OneCanvas achieves state-of-the-art 3D scene understanding via panoramic reprojection in VLMs
OneCanvas is a new method for 3D scene understanding in Vision-Language Models that aggregates multi-view patch features onto a single equirectangular panoramic canvas using depth and camera pose, avoiding complex geometry encoders or large training budgets. A 3D position embedding restores metric depth information lost during angular projection, and a spatial pretraining curriculum generates on-the-fly supervision for spatial reasoning tasks. The approach achieves state-of-the-art results on SQA3D and VSI-Bench benchmarks while using an order of magnitude less training compute than competing methods, and supports situated reasoning relevant to robotics and embodied AI.
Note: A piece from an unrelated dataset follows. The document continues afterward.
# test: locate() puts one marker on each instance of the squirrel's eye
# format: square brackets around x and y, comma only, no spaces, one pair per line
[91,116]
SpatialClaw: Code-as-action interface for agentic 3D/4D spatial reasoning with VLMs
SpatialClaw is a training-free framework that uses code execution as the action interface for vision-language model agents performing spatial reasoning tasks. The system maintains a stateful Python kernel with perception and geometry primitives, allowing the VLM to write iterative executable cells conditioned on prior outputs rather than committing to a full strategy upfront. Evaluated across 20 spatial reasoning benchmarks covering static and dynamic 3D/4D tasks, SpatialClaw achieves 59.9% average accuracy, outperforming the prior state-of-the-art spatial agent by +11.2 points across six VLM backbones.